Si se callan, se pueden morder la lengua y morir envenenados. No han resistido la tentación de intentar clavar una aguijón ante el cadáver yacente de José Saramago: el Vaticano pretende recordarnos que es escritor portugués era extremista, laico, ateo…
Conviene tomar nota para que cuando fallezca el sumo pontífice y la capilla ardiente esté bajo la cúpula de San Pedro recordemos los coqueteos que tuvo en vida con un montón de pederastas con los que la Iglesia Católica fue capaz de convivir sin problemas de conciencia.
El más preciado bien de la libertad es que permite la posibilidad de equivocarse; y los aciertos dependen de los tiempos y las personas que se atribuyen la autoridad de juzgarlos.

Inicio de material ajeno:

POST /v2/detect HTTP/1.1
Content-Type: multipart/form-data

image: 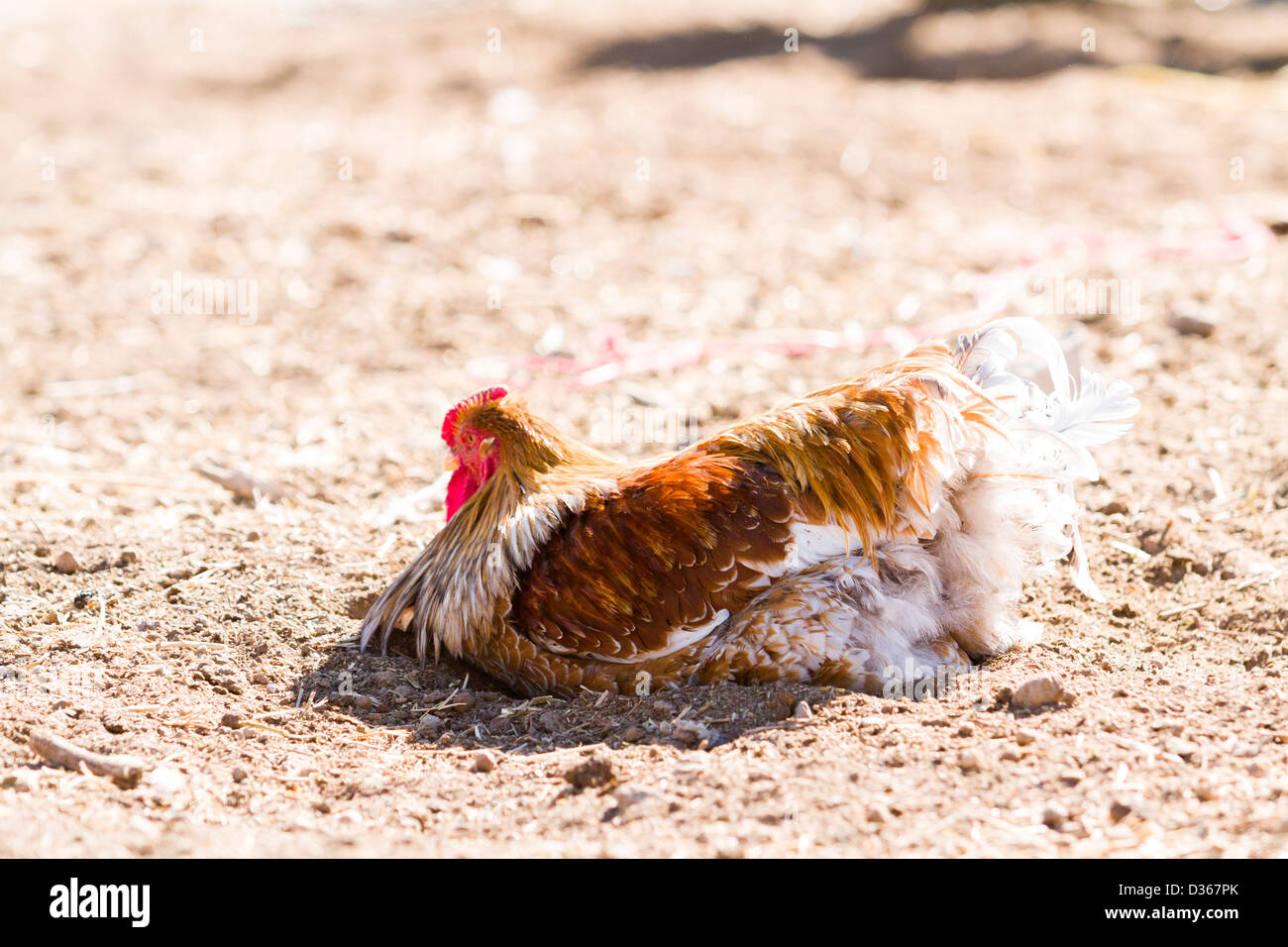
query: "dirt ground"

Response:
[0,0,1288,857]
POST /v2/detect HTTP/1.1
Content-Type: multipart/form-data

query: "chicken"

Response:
[361,318,1137,695]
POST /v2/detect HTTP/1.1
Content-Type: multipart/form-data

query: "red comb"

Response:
[443,385,510,447]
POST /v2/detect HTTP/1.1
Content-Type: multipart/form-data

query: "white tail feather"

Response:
[954,317,1140,610]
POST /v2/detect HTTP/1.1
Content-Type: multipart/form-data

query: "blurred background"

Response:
[0,0,1288,489]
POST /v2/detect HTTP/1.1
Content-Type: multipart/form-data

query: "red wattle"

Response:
[443,466,480,519]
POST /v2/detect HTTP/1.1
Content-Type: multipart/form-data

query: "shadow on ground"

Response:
[296,642,844,753]
[576,0,1288,82]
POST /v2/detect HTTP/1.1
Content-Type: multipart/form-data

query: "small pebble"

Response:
[671,720,713,747]
[1167,303,1218,339]
[0,770,36,792]
[564,755,613,789]
[1012,677,1065,710]
[1042,802,1069,828]
[416,714,443,740]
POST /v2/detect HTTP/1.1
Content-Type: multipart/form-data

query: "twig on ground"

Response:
[192,460,300,502]
[27,729,147,789]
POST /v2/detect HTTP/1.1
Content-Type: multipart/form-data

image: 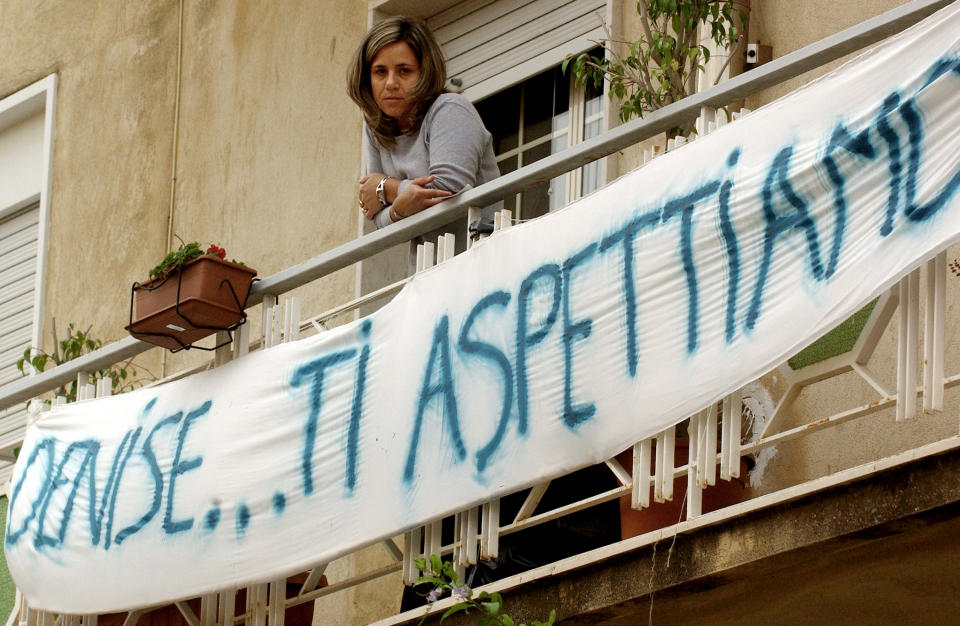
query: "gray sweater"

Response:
[364,93,500,228]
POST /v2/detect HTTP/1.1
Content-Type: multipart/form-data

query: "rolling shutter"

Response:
[0,205,40,452]
[427,0,607,100]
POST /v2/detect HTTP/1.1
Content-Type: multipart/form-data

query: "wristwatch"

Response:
[377,176,390,209]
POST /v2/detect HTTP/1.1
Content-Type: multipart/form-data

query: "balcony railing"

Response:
[0,0,960,624]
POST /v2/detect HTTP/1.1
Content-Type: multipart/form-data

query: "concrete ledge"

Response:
[391,447,960,624]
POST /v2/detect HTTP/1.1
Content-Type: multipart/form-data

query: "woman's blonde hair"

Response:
[347,17,447,148]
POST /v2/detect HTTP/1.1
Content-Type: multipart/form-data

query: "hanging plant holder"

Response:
[126,255,257,352]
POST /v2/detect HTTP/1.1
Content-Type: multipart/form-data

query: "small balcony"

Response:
[0,0,960,624]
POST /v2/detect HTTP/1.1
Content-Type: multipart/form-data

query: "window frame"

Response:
[0,74,57,386]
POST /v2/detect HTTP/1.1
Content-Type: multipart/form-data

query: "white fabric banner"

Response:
[5,5,960,613]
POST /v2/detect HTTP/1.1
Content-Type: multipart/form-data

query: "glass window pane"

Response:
[474,85,521,155]
[497,155,519,217]
[523,72,554,143]
[520,141,550,220]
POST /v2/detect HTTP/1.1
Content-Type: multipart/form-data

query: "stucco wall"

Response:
[0,0,400,623]
[0,0,366,373]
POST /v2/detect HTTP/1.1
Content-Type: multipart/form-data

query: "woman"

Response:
[347,17,500,247]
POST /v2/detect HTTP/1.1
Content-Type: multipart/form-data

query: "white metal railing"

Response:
[0,0,960,624]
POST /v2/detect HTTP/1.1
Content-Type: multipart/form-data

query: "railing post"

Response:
[897,269,920,422]
[923,251,947,413]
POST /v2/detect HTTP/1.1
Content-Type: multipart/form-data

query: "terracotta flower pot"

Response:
[616,438,752,539]
[126,256,257,352]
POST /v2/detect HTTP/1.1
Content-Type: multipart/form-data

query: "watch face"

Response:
[377,178,387,208]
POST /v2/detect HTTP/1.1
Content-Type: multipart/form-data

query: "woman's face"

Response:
[370,41,420,130]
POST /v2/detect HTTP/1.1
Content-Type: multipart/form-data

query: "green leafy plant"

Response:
[17,319,153,402]
[150,237,244,278]
[563,0,746,125]
[413,554,557,626]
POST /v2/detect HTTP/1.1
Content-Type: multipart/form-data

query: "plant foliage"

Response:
[17,319,149,402]
[150,237,243,278]
[413,554,557,626]
[563,0,746,122]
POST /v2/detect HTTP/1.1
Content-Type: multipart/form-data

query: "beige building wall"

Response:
[0,0,960,623]
[610,0,960,494]
[0,0,366,375]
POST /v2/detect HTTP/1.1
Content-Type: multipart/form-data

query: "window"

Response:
[0,75,57,483]
[476,60,603,220]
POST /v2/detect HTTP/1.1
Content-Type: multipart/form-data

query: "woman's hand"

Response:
[388,175,453,221]
[359,172,384,220]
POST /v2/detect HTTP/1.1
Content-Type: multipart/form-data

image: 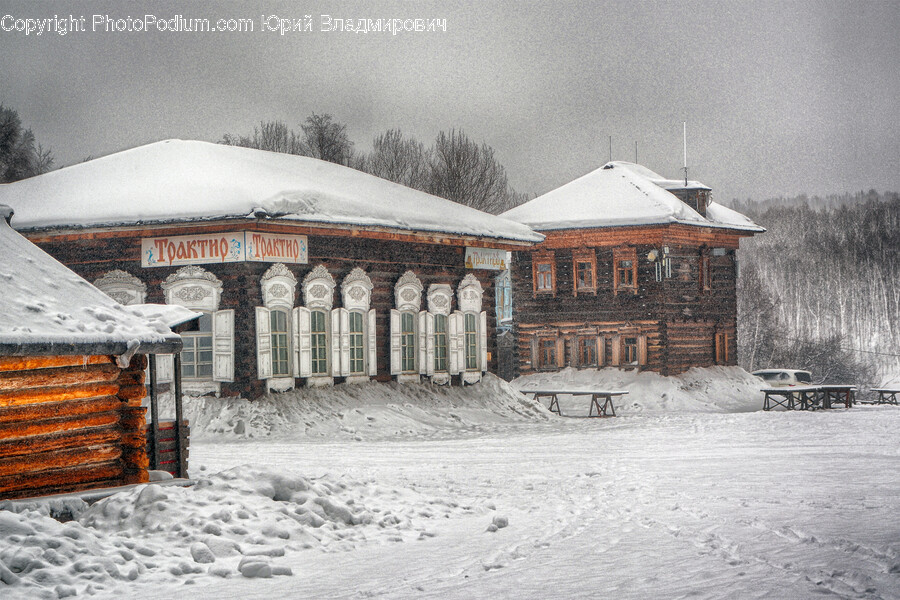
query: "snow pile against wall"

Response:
[161,374,554,440]
[0,465,486,599]
[512,367,764,416]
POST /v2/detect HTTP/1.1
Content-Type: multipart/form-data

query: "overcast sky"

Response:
[0,0,900,200]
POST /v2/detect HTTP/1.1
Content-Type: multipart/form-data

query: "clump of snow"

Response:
[0,219,178,351]
[512,366,765,416]
[161,374,554,441]
[0,140,542,241]
[0,465,482,598]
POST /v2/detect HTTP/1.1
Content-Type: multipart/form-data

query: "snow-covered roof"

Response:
[0,205,184,355]
[0,140,543,242]
[500,161,765,232]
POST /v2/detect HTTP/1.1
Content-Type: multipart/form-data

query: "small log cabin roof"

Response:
[0,140,543,246]
[0,205,183,356]
[500,161,765,233]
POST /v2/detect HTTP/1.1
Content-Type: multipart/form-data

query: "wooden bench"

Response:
[760,385,856,410]
[872,388,900,404]
[519,389,628,417]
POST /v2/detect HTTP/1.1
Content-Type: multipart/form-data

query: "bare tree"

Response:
[0,105,53,183]
[428,129,509,213]
[300,113,353,166]
[221,121,303,154]
[361,129,429,190]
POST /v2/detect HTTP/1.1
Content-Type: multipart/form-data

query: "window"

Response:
[572,248,597,296]
[309,310,328,376]
[269,310,291,377]
[575,260,594,290]
[466,313,478,371]
[342,267,378,383]
[538,338,557,369]
[434,315,447,372]
[256,263,300,392]
[716,333,728,365]
[622,336,638,365]
[578,337,597,367]
[450,273,488,383]
[400,312,416,373]
[156,265,234,394]
[349,311,365,375]
[531,252,556,294]
[613,248,637,294]
[391,271,431,382]
[181,313,213,380]
[700,254,712,292]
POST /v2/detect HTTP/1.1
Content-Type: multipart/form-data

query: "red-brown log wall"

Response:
[0,355,148,499]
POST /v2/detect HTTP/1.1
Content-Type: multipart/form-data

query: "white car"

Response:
[753,369,812,387]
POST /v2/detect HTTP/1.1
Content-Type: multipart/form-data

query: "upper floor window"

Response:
[256,263,299,391]
[391,271,428,379]
[531,252,556,294]
[700,253,712,292]
[157,265,234,393]
[613,248,637,294]
[572,248,597,296]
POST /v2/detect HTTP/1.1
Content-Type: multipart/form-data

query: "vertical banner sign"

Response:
[466,248,509,271]
[141,231,307,268]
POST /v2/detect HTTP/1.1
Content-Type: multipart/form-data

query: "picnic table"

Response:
[519,389,628,417]
[872,388,900,404]
[760,385,856,410]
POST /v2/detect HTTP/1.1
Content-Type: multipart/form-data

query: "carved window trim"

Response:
[572,248,597,296]
[531,252,556,297]
[613,248,638,295]
[94,269,147,305]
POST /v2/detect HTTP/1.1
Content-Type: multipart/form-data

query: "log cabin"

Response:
[0,140,543,399]
[0,205,181,499]
[500,162,764,375]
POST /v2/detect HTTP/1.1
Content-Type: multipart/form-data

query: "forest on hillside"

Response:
[732,195,900,384]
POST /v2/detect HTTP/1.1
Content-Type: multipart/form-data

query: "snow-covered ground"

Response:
[0,370,900,600]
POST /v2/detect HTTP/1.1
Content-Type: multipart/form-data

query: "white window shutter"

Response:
[391,308,400,375]
[338,308,350,377]
[366,308,378,377]
[638,335,647,365]
[416,310,434,375]
[156,354,175,384]
[294,306,312,377]
[478,310,487,373]
[331,308,341,377]
[213,309,234,381]
[425,312,434,375]
[447,311,466,374]
[610,335,622,367]
[256,306,272,379]
[291,307,300,377]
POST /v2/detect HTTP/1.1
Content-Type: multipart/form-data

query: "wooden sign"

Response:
[141,231,308,268]
[466,248,509,271]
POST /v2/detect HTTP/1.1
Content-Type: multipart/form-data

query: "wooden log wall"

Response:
[512,225,741,375]
[29,222,499,398]
[0,355,148,499]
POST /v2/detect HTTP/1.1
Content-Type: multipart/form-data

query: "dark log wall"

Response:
[0,355,148,499]
[29,223,499,398]
[512,225,745,375]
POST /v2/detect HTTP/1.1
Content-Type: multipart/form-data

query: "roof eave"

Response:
[0,336,182,356]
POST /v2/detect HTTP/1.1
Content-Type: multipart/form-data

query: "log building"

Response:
[0,205,181,499]
[501,162,764,375]
[0,140,542,398]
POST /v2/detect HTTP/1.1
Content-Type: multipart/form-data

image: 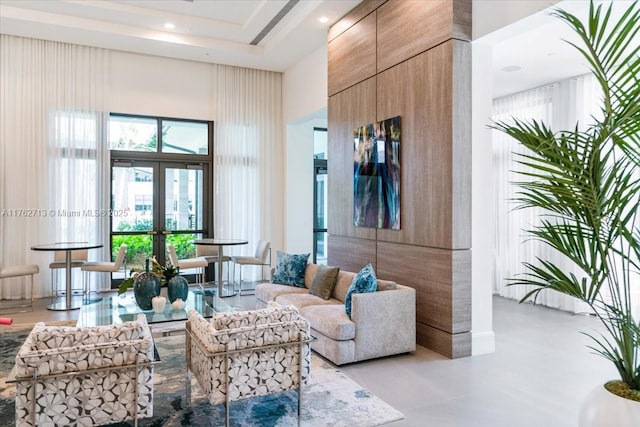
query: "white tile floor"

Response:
[5,295,616,427]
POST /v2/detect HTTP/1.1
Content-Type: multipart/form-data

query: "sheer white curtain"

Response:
[0,35,109,298]
[492,80,595,312]
[211,65,283,273]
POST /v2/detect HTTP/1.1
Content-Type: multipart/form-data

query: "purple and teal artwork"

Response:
[353,116,400,230]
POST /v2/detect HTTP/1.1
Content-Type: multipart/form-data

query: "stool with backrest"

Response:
[0,264,40,311]
[196,245,231,282]
[231,240,271,294]
[49,242,89,303]
[80,244,127,302]
[167,243,209,283]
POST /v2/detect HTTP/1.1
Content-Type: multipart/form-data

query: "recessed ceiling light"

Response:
[502,65,522,73]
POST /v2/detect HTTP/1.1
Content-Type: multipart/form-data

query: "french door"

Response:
[111,159,212,279]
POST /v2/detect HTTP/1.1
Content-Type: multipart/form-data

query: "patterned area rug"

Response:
[0,325,404,427]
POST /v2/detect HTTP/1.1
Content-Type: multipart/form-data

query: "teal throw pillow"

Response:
[344,263,378,318]
[271,251,309,288]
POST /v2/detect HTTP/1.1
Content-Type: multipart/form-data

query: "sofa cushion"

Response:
[309,265,340,299]
[271,251,309,288]
[304,264,320,288]
[378,279,398,291]
[344,263,378,318]
[300,304,356,341]
[276,293,342,309]
[333,270,356,302]
[256,283,309,302]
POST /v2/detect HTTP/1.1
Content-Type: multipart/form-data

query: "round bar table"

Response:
[31,242,102,311]
[193,239,249,298]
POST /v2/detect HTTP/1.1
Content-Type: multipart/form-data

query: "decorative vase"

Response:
[133,259,160,310]
[578,385,640,427]
[167,275,189,303]
[151,296,167,313]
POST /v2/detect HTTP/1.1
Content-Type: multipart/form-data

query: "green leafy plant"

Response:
[492,2,640,401]
[118,256,180,294]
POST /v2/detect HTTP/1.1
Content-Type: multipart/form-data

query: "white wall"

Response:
[471,41,495,355]
[276,45,327,253]
[110,51,210,120]
[471,0,564,40]
[283,44,328,125]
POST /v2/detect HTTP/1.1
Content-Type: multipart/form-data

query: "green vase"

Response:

Las hogueras apagadas de media Europa están llenas de las cenizas de los ajusticiados por la “Santa Inquisición! que depuraba la fe con el fuego y arrancaba confesiones con horribles instrumentos de tortura: con esos antecedentes, la Iglesia Católica no tiene el pudor de guardar respetuoso silencio con un intelectual profundo que cometió el atrevimiento de disentir en la línea de tantos que fueron sacrificados en la hoguera.
José Saramago sufrió en vida mucho por decir lo que pensaba en voz alta; en Portugal le obligaron al exilio por la interpretación que hizo del evangelio y su aplicación practica en siglos de horrores cometidos en nombre de la fe.
La s Iglesias no se quedan del todo vacías sólo porque carie cumple sus preceptos. Pero lo hipocresía no llega al respeto del silencio cuando el maestro todavía no se ha sido incinerado. Quienes arremeten contra Saramago muerto lo hacen contra todos nosotros, los que todavía estamos de verdad vivos.